Grads share small-town connection
Students’ experiences at Cheney High School are marked not only by our small and close-knit high school community but also by the small town in which we’ve grown up.
Asking around the senior class, you are sure to get mixed feelings.
There are those who love Cheney for all it is, those who hate it just as much, and certainly plenty who have enjoyed their time here but are very ready to move on.
None of us can deny, however, that the small-town experience has shaped our years here.
Bonded together in sixth grade, every Cheney student became perhaps closer than desired in the narrow hallways of our one and only Cheney Middle School. There it began, our saga.
Consistent with the nature of a small town like Cheney, we knew that the majority of us would be together for the next seven years, having no other choices in the middle or high school markets.
Across the wide spectrum of personalities and backgrounds, we shared the common experience of Cheney. We shared a bomb shelter middle school (for those of you on whom this remark is lost, well, come out to Cheney and see for yourselves).
We shared mediocre P.E. swing dancing and good ol’ “Oh Johnny Oh.” We shared freshman health class, where we learned things such as the oddities of lonely old men.
We shared sleep-deprived days resulting from our common procrastination (did someone mention a plant project?). We shared WASL testing and the bitter truth that there was no getting out of it.
We shared football games, dances, concerts, test anxieties, answers and even homework on occasion (sorry, Mr.
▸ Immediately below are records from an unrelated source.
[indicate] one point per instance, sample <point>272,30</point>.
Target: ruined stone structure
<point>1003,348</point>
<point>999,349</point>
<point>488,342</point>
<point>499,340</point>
Straulser). We shared stories from a teacher with seven-some birthdates and jokes about a few teachers who’ve grown less than a healthy head of hair, and we’ve been careful not to share business tips because we know that “opportunity costs.”
Together, the Cheney Class of 2006 has come to know our community. Even a trip to the grocery store might contain a chat with the parent of a childhood friend, an awkward “hello” to a current teacher or a conversation with your classmate, the bag boy.
We know Cheney, and we know each other. We are bonded by our community, able to laugh when kids from Spokane act as though Cheney is a far-off mystical land.
But soon, all of this will come to a much-needed, but perhaps a little scary, end.
As we near the long-anticipated moment of graduation, all of these things we’ve shared seem so long gone. The very town that has connected our class for so long now acts as our great divider.
Each one of us must decide whether we wish to continue our small-town tradition or break free and explore the big-city life. And so we stand, separated into 1) those who choose to move to a big city, 2) those who choose to move to another small town, 3) those who choose to stay in Cheney, and 4) those whose parents have guilted them into choosing to stay in Cheney.
And there it is, as simple as that, the fork in our road, our futures in a (very small) nutshell.